As part of the Data Pipeline series, in part one and two of the series, we talked about data pipeline and components of data pipeline. The third part deals with types of data pipelines.
The type of data pipeline is related to the need for fresh data. Data pipeline types are traditional (batch) and real-time. Data pipeline types also define the architecture and underlying technology.
Traditional (Batch) data pipeline
Traditionally, data consumption is for business intelligence and data analytics. The metrics used in business intelligence reports and analytics rely on previous data or data that was generated a few hours earlier. Thus, the data pipeline used for these consumers is a Batch Data Pipeline. As part of the batch process, data is periodically collected, loaded, and transformed at a specified time – could be once or more than once a day.
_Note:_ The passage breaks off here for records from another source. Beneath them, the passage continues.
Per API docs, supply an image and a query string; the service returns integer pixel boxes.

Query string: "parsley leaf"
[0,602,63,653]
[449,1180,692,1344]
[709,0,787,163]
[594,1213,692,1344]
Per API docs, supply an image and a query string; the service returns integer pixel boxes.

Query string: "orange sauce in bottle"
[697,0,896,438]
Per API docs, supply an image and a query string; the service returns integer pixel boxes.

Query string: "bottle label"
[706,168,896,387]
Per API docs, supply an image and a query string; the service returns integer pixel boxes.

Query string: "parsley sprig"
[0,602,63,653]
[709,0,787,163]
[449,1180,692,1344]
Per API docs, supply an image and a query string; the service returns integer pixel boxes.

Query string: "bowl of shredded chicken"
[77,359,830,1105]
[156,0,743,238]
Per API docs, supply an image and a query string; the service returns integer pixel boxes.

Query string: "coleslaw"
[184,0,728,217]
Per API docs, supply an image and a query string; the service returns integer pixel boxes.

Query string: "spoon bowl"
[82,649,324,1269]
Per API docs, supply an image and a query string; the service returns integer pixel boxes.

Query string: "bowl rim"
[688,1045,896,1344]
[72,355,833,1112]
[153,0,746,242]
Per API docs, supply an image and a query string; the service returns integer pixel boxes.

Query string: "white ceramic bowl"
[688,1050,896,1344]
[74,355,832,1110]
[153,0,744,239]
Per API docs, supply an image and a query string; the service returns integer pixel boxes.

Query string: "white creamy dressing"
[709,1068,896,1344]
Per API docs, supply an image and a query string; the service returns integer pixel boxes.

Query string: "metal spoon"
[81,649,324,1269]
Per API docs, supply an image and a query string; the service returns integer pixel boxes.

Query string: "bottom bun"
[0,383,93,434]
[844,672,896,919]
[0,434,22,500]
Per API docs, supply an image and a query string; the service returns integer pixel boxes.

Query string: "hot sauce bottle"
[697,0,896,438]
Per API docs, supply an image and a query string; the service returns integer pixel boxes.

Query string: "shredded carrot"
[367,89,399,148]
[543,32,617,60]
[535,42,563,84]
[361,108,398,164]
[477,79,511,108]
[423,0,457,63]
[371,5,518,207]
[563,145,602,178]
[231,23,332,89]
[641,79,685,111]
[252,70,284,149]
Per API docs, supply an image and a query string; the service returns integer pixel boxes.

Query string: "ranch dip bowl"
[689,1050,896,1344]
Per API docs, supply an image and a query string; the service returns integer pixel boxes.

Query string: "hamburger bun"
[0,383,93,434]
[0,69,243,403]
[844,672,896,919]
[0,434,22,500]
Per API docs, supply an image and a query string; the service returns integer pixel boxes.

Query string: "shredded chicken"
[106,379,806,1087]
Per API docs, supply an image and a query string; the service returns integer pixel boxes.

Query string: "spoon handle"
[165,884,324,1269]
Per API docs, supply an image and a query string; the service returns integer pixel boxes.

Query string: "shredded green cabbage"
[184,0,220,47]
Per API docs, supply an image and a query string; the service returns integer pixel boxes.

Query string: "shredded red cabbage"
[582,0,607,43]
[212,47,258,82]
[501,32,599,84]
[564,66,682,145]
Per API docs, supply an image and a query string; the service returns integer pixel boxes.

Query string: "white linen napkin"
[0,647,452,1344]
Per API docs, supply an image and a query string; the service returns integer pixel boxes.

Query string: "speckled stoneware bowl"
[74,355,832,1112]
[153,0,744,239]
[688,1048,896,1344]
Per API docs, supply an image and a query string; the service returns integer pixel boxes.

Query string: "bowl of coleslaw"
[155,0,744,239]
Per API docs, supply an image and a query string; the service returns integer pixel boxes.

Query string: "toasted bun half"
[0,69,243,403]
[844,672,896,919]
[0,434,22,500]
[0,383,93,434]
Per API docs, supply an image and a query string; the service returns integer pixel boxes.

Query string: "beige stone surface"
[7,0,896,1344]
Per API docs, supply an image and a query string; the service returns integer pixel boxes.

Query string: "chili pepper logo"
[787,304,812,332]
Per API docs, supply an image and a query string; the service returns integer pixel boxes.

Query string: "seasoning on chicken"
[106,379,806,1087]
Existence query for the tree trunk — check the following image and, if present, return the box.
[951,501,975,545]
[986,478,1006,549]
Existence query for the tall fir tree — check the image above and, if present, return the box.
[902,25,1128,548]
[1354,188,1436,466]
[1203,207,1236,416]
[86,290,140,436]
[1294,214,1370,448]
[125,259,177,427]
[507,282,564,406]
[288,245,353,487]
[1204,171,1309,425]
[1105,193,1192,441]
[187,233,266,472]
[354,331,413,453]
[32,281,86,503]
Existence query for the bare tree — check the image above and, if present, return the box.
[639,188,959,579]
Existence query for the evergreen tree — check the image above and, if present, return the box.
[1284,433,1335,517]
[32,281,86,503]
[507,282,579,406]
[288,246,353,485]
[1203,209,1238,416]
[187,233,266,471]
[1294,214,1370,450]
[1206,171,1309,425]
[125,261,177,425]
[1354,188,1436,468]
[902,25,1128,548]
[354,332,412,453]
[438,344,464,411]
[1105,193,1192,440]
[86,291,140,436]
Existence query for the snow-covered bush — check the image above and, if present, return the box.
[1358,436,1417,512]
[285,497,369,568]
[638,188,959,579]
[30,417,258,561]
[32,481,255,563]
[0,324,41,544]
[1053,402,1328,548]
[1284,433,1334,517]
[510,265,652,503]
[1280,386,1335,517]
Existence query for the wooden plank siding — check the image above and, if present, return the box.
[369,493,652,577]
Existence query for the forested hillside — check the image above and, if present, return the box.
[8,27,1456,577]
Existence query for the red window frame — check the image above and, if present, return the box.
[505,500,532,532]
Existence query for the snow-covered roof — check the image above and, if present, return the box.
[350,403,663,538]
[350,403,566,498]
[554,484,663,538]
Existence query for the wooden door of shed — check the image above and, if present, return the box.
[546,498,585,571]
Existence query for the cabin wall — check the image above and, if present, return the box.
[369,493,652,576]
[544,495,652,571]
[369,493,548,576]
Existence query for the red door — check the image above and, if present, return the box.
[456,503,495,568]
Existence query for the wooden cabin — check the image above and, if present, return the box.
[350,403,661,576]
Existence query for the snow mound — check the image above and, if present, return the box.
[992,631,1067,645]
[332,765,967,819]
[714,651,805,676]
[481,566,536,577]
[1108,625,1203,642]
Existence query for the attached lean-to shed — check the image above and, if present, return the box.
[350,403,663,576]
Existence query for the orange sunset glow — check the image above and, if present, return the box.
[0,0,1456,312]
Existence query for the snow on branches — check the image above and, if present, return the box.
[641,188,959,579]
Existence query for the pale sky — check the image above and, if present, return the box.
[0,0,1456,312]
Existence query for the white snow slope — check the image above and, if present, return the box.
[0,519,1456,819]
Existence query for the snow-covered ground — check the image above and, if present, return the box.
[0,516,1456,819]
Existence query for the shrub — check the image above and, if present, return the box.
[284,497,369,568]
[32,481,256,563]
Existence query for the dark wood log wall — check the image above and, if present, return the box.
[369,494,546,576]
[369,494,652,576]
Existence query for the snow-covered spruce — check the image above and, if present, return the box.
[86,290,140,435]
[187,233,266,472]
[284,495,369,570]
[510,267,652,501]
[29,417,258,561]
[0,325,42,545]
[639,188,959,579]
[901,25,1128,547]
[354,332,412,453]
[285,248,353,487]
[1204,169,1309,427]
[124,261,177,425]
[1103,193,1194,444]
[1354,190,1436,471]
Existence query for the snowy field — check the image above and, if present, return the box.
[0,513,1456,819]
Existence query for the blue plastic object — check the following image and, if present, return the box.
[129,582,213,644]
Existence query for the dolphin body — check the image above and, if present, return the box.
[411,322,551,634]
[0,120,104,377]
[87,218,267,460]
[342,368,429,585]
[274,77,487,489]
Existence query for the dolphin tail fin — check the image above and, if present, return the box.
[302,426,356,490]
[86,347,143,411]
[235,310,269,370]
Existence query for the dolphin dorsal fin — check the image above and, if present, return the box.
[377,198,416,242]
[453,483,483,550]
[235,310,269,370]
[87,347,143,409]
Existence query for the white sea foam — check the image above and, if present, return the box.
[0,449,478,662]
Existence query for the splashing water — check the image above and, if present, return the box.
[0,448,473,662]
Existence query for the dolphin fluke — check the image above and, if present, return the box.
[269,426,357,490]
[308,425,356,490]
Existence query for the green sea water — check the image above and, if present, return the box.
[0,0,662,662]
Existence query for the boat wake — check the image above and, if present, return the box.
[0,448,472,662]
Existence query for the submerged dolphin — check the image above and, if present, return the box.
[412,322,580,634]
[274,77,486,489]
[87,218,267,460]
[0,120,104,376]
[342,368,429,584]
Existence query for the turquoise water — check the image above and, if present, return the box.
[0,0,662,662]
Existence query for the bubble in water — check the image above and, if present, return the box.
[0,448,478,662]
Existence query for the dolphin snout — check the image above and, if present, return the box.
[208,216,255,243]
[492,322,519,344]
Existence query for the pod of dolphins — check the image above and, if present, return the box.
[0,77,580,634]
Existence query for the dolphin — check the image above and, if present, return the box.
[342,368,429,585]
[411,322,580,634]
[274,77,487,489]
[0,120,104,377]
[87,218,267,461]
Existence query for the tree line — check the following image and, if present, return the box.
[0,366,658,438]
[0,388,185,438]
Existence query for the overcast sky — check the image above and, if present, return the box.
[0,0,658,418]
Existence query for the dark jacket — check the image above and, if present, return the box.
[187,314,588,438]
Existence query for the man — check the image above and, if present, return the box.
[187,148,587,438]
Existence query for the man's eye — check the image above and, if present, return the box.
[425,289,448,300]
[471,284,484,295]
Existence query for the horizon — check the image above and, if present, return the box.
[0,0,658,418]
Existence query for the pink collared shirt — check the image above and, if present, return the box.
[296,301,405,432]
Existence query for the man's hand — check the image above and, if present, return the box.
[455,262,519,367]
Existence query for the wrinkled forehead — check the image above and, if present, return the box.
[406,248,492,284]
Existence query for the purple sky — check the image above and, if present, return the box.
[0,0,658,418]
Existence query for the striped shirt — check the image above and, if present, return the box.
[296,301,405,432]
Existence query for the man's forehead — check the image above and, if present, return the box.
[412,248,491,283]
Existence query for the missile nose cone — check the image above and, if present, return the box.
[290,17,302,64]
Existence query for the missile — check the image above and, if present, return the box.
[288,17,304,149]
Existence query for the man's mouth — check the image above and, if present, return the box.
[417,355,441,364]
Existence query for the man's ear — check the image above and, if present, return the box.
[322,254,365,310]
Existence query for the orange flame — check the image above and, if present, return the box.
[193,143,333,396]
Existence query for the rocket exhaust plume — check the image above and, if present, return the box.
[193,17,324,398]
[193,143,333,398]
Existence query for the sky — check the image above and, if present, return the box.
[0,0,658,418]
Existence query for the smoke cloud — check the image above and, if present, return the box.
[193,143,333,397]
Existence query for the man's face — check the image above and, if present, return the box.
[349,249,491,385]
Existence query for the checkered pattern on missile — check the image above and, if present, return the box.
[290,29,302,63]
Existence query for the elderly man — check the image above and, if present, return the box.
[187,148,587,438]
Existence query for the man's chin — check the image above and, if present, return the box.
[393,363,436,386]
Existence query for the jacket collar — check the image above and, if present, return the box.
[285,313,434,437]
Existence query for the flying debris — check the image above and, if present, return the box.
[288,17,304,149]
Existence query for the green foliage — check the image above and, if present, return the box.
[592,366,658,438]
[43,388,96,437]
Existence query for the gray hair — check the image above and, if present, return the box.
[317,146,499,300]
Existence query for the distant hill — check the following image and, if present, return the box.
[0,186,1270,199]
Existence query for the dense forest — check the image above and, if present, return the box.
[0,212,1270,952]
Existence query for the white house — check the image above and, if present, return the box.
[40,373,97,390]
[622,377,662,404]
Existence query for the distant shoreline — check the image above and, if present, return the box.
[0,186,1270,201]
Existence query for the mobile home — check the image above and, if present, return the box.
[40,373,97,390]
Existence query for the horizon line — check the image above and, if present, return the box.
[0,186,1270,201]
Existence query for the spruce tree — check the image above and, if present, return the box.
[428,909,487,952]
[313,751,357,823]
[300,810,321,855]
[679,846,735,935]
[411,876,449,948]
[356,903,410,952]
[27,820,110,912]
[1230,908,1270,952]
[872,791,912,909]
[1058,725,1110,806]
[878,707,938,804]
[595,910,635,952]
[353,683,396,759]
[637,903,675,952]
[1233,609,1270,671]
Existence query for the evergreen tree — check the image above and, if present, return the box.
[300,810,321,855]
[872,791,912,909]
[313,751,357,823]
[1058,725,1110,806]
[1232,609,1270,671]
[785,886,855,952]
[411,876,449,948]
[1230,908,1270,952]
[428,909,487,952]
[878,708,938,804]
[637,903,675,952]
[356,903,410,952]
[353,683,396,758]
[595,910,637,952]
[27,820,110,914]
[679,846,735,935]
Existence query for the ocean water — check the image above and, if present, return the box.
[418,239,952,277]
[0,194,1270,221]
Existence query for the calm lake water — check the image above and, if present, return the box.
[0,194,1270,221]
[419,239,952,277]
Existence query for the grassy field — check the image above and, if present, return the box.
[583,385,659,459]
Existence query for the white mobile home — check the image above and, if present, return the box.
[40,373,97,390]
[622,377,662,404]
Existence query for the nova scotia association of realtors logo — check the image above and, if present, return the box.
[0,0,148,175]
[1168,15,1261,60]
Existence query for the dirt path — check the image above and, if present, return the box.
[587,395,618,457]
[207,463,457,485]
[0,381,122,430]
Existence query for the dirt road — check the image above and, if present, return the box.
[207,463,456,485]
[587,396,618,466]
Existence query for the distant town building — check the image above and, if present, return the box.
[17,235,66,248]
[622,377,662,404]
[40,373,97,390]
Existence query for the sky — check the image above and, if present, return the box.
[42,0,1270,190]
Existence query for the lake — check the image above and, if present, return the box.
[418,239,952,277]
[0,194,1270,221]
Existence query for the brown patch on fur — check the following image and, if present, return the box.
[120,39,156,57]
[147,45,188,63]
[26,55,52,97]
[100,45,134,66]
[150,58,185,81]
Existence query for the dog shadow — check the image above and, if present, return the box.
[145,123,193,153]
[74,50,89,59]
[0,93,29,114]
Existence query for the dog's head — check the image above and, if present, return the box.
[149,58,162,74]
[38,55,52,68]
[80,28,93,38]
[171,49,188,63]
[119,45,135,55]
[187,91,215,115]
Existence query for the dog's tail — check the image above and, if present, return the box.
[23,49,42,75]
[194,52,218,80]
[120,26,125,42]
Thus, the architecture and the technologies used for this data pipeline need to:
- Process large amounts of data
- Normally the batch jobs are executed when there is not much activity going on in the source system
- Flexibility on failures. There are options to rerun based on failure type and time allocation
Traditional Data Pipeline use case
A large retailer(with online and brick and mortar presence) has infrastructure on AWS and uses Snowflake
as their centralized data warehouse that receives data from various systems, including their online store transactional data, physical stores legacy POS system, and the web clicks from their website.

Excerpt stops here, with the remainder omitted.